Start Validating Passwords Instead of Truncating Them

I reset one of my passwords today, and ran into an issue that’s becoming more important as more people make the switch to a password manager. The workflow for creating or resetting a password with a password manager is roughly the following:

  • Select the password field on the website
  • Open the password manager
  • Generate a password and copy it to the clipboard
  • Paste the password into the password field

If the site’s password field stops accepting more characters without notifying the user, their generated password will be truncated if it’s longer than the site’s maximum length (which, frankly, shouldn’t be that short anyway). The user will create or reset their password as if nothing’s the matter, but won’t be able to log in with the password that they just created. The site’s login form will, for whatever reason, accept a password of any length, and then hash it and compare it to the hash on record. If the user’s password was truncated when they created/reset it, their full password will certainly have a different hash. It took me a couple of tries to figure out that this was happening, and I imagine many others have had the same experience. Here are a few solutions that come to mind:

Make your site’s maximum password length quite long.

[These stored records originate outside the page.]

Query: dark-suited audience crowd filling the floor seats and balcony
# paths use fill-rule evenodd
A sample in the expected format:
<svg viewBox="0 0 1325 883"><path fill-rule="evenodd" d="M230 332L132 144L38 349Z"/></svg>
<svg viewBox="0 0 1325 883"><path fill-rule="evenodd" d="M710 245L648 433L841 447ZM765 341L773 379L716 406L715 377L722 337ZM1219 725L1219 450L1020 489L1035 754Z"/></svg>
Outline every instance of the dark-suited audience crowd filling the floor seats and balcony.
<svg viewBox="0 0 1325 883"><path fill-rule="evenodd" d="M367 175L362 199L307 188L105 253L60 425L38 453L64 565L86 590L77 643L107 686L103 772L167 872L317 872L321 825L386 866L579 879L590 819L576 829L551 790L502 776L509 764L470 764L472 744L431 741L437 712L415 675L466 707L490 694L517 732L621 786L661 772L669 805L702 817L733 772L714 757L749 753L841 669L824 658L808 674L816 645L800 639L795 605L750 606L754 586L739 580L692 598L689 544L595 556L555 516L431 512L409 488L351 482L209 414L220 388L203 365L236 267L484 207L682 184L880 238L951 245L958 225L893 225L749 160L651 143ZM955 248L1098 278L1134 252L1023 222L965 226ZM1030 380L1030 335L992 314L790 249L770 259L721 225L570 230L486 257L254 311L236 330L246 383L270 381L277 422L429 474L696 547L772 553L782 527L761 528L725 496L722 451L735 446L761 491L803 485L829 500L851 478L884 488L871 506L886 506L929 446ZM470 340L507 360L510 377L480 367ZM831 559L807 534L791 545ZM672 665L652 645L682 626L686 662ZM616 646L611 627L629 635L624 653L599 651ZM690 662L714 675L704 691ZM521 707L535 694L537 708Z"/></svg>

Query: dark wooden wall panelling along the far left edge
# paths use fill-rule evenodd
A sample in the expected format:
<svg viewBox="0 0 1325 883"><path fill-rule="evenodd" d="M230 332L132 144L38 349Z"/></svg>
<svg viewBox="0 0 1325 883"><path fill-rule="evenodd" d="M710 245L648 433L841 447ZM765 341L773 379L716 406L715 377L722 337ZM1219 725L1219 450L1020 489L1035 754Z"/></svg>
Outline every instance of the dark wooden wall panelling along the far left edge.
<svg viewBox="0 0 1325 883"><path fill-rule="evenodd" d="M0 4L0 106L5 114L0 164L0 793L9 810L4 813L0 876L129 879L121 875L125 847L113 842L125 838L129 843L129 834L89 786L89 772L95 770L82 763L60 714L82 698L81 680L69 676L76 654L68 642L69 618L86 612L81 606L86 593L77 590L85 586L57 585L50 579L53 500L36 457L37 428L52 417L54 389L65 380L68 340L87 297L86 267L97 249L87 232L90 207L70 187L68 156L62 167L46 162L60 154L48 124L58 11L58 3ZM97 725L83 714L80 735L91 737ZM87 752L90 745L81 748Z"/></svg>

This is the best option. Longer passwords are more secure anyway, and making your maximum length longer than most password managers’ default length will ensure that this problem doesn’t happen.

Validate password length, just like all your other silly requirements.

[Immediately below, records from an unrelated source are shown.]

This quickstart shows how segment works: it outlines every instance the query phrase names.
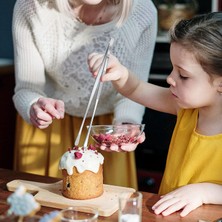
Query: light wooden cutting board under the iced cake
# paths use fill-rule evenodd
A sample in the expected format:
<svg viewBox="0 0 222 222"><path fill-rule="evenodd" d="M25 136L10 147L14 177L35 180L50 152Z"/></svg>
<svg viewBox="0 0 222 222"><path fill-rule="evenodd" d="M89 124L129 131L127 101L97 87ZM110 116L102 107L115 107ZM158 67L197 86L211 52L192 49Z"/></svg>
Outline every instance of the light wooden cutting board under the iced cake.
<svg viewBox="0 0 222 222"><path fill-rule="evenodd" d="M108 217L118 210L118 197L125 194L130 197L135 191L133 188L112 186L104 184L104 193L97 198L89 200L72 200L62 195L62 181L56 183L39 183L27 180L13 180L7 183L9 191L15 191L24 185L27 192L36 193L35 200L42 206L64 209L70 206L88 206L97 208L100 216Z"/></svg>

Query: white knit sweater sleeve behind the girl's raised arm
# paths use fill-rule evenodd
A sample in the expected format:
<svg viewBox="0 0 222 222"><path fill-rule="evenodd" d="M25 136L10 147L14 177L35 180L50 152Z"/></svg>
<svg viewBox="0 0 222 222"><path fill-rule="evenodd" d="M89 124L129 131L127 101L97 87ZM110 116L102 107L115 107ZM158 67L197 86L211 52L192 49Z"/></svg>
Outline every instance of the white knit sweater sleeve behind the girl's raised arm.
<svg viewBox="0 0 222 222"><path fill-rule="evenodd" d="M131 52L126 55L126 59L118 54L116 56L139 79L148 81L157 35L157 11L152 1L138 0L137 9L132 17L125 27L125 38ZM140 33L136 42L135 32ZM118 94L114 107L114 122L142 122L144 106Z"/></svg>

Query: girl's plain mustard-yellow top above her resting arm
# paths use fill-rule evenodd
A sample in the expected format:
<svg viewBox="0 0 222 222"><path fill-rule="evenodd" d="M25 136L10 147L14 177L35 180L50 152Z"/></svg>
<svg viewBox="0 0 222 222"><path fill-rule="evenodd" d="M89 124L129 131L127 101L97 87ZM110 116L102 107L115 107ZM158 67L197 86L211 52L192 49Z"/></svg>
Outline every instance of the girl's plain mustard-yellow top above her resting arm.
<svg viewBox="0 0 222 222"><path fill-rule="evenodd" d="M197 109L181 110L177 118L159 193L192 183L222 184L222 134L198 134Z"/></svg>

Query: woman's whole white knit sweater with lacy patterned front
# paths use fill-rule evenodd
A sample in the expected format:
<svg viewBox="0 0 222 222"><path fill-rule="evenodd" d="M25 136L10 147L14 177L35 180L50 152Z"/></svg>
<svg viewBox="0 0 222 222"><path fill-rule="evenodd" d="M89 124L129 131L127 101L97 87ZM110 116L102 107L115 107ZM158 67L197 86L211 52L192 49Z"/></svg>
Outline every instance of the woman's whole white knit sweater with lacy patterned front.
<svg viewBox="0 0 222 222"><path fill-rule="evenodd" d="M111 37L111 53L147 81L156 33L157 12L151 0L134 0L130 17L119 29L113 22L90 26L72 19L58 12L54 0L17 0L13 15L17 111L30 122L33 102L50 97L63 100L66 113L82 117L95 81L88 55L104 53ZM123 98L108 82L96 115L112 112L116 122L139 123L144 107Z"/></svg>

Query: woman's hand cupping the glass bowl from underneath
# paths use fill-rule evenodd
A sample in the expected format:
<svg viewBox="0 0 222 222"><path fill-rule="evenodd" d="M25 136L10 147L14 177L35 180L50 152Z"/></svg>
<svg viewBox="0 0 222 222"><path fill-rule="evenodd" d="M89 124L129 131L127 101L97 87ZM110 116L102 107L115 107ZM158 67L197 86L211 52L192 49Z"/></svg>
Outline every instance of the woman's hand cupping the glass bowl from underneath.
<svg viewBox="0 0 222 222"><path fill-rule="evenodd" d="M145 140L145 133L142 133L141 136L138 137L137 142L136 143L125 143L122 144L121 146L118 146L116 144L112 144L109 148L105 145L102 144L100 146L101 150L105 150L107 152L131 152L134 151L136 149L136 147L138 146L138 144L142 143Z"/></svg>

I’m already carefully crafting my password around what kinds of different numbers, capital letters, lowercase letters, Egyptian hieroglyphics, and arcane runes must be present (curly braces are not allowed, though). Why not make length another one of the attributes of my password that’s validated client-side? Let me paste as many characters as I want into the password field, and then tell me it’s too many, rather than hiding your terrible policy behind the input field’s maximum length.

Make the login form’s password field have the same maximum as the creation/reset fields.

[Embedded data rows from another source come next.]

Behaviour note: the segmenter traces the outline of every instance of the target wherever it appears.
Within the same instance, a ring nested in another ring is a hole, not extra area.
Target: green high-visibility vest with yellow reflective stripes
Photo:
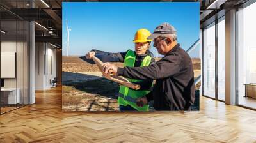
[[[124,66],[134,67],[135,59],[136,59],[136,55],[135,55],[134,51],[128,50],[127,54],[125,55]],[[152,57],[146,56],[143,59],[143,62],[141,63],[140,66],[141,67],[149,66],[151,59],[152,59]],[[127,79],[130,82],[140,82],[141,81],[141,80],[136,80],[136,79],[129,79],[129,78],[127,78]],[[152,86],[153,86],[153,84],[152,84]],[[136,91],[134,89],[129,89],[129,87],[126,87],[126,86],[120,86],[119,94],[118,94],[118,104],[124,105],[124,106],[130,105],[131,107],[133,107],[134,109],[136,109],[138,111],[148,111],[149,105],[144,105],[143,107],[138,107],[136,105],[136,99],[139,97],[145,96],[149,92],[150,92],[149,89]]]

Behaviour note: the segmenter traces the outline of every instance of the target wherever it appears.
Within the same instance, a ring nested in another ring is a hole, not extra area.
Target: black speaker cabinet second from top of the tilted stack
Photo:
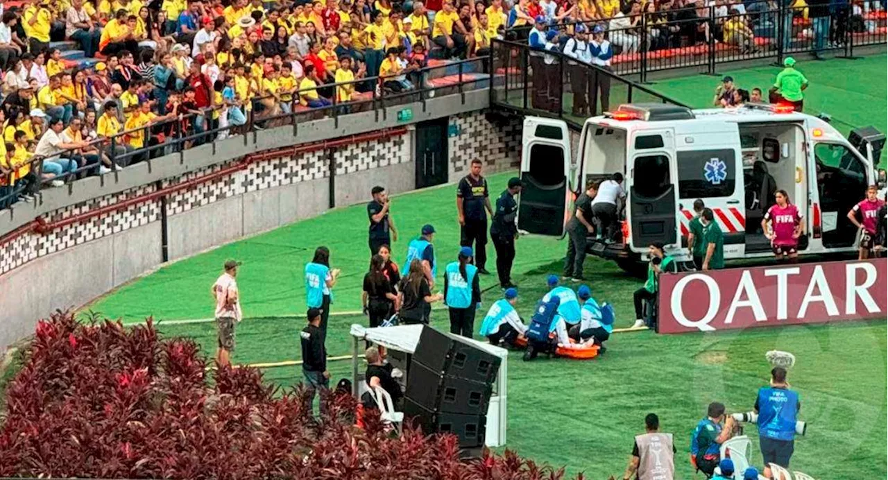
[[[427,410],[445,413],[484,414],[488,411],[489,383],[441,374],[413,358],[404,395]]]

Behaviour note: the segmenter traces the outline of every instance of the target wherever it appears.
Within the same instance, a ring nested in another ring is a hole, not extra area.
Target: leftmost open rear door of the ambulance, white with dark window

This is the worst option. It’ll at least let the user log in, but the password in their password manager still won’t match their actual password on the site. In my case, I was resetting my password for an e-mail account and then logging into it through Thunderbird, so this still wouldn’t have solved the problem.

In sum, websites should start designing their registration and login forms with password managers in mind. The easier it is for people to use their password manager, the easier it’ll be for them to keep their accounts secure.